According to Lithuanian law tenants evicted by the owner could only leave the property after the state had provided alternative housing.

But while hundreds of pre-Soviet owners and their heirs have recovered their ownership rights they have often not regained access to property because the state doesn't have to found alternative housing for the existing occupants.

To complicate matters further some flats were quasi-privatized and perhaps sold a number of times during Soviet times, meaning that the current occupants have actually paid for their flats.

Such people are concerned that they receive adequate compensation from the state.

By 2001 only 5,115 of the 9,000 people who had claimed back property had actually had it returned to them. Of the 5,115 who in theory had recovered their property 1,865 received houses occupied by tenants, said Birute Stolyte, spokeswoman of the Lithuanian statistics department.

In 2001 the amount needed by the state to compensate owners who asked for it was 172.3 million litas ($43 million) but only 38.8 million litas were actually paid out, according to the Finance Ministry.

The amount needed to resettle tenants was 143.3 million litas but only 50.2 million litas was actually paid out for this purpose.

Observers emphasize that the center-left government stands to gain from limiting owners' rights to reclaim their property on the eve of the forthcoming presidential campaign. There are many more voters who were placed in apartments during Soviet times than there are pre-Soviet owners and their descendants.

The current ruling center-left majority says that most former owners acquired flats or houses during the Soviet period and have somewhere to live now so it would be more logical to pay monetary compensation to pre-Soviet owners or their heirs.

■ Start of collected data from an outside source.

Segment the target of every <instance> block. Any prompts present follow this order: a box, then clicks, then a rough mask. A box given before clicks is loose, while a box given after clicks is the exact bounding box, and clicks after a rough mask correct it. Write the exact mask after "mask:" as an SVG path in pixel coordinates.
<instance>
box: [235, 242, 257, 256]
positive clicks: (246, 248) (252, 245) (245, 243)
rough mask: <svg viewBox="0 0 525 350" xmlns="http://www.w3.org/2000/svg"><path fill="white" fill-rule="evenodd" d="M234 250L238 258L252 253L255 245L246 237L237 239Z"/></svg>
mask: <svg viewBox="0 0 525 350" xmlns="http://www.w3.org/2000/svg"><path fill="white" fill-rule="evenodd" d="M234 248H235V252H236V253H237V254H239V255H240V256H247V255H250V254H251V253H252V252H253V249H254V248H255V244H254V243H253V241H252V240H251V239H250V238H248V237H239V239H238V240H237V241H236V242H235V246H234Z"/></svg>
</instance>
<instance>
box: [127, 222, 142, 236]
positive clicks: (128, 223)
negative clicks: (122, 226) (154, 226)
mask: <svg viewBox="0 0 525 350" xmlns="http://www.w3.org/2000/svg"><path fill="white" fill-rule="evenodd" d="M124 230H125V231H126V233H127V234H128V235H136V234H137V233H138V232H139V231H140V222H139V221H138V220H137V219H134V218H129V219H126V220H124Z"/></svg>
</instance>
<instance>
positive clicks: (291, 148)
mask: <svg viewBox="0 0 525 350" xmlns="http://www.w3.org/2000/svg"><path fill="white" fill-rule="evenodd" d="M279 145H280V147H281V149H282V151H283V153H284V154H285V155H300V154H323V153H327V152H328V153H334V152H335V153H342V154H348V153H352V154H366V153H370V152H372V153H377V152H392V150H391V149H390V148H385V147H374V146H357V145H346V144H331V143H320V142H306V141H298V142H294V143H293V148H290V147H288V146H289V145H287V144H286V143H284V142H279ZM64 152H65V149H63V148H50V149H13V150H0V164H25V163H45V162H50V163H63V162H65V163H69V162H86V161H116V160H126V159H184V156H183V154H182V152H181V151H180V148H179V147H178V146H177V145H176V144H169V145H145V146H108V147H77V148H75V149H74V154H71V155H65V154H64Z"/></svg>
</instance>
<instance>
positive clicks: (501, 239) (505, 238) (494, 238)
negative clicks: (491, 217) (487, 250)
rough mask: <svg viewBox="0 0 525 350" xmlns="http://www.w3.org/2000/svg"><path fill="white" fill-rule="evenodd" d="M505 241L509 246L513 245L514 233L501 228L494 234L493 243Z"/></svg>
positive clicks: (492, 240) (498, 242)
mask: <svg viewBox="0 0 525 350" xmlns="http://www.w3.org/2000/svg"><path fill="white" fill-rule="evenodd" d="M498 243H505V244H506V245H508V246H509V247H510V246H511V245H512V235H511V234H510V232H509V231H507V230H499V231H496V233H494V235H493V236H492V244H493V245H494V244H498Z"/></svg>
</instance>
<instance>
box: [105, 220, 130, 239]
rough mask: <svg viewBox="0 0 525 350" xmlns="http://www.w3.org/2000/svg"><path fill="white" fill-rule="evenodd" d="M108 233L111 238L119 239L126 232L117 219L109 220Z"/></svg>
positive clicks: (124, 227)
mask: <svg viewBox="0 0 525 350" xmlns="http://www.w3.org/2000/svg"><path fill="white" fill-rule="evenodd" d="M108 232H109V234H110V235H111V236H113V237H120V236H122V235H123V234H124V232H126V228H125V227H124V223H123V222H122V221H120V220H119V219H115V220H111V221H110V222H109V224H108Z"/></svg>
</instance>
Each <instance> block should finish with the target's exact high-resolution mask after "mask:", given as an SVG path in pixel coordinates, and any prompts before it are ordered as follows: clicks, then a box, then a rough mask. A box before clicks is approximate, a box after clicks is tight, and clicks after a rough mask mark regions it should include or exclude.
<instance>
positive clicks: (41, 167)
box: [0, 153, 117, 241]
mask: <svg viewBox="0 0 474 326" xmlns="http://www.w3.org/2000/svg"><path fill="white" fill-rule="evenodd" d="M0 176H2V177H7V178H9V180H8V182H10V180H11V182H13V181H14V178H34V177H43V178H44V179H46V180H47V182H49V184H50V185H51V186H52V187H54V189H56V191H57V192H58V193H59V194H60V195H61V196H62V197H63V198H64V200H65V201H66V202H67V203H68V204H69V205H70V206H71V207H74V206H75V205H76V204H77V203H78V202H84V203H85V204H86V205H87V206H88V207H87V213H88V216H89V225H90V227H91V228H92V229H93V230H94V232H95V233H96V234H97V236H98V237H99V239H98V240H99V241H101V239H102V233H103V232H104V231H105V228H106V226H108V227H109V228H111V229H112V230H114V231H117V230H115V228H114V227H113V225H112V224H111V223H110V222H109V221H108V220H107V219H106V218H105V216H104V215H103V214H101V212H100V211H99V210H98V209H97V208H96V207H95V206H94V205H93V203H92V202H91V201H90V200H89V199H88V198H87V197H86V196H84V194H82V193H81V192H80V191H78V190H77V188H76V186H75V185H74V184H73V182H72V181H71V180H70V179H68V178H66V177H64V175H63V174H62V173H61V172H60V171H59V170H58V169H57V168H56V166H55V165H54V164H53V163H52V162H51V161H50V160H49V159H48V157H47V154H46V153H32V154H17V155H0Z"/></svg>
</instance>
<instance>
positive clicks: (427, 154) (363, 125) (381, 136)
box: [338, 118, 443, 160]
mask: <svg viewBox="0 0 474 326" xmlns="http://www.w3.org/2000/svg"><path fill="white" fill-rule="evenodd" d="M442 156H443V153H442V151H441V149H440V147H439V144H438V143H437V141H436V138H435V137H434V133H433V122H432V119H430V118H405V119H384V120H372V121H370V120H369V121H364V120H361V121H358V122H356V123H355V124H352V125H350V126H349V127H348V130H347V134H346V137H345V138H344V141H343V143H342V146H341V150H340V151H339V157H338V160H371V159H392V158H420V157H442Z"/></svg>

The center-left coalition has decided to allow people who live in property whose ownership is contested to purchase their premises from the state, a move that was previously forbidden. They say these measures will alleviate the concern some tenants have as to whether or not they will be evicted.

"Since independence, many people have had a chance to privatize their apartments, but there are about 7,000 citizens who could not, and they are in a difficult position," explained Social Democratic MP Vytenis Andriukaitis. He said that it was impossible for the Lithuanian state to live up to its promise to find those 7,000 or so people new accommodation.

According to the law only Lithuanian citizens are entitled to claim property under the restitution process. Lithuania's second city Kaunas, which between the wars was the country's capital, is the one where the process is most at issue because in other cities the proportion of ethnically Lithuanian property owners was low.

A large number of Vilniusites were Jews killed during the Holocaust, and a vast majority of Poles moved to Poland after World War II. Similarly, in Klaipeda, before 1945 most real estate belonged to ethnic Germans, almost all of whom moved to Germany after World War II.

Only a few émigrés who have got back Lithuanian citizenship have bothered to retrieve lost property or inheritances even though dual citizenship is allowed.

In Siauliai, nearly 80 percent of the city was destroyed by Soviet bombardment, and Panevezys consists mostly of Soviet built houses.

The real estate market boomed in Kaunas in the 1920s and 1930s, and a large portion of the former real estate owners survived the Soviet concentration camps or Siberian deportations, returning to Lithuania in the late 1950s.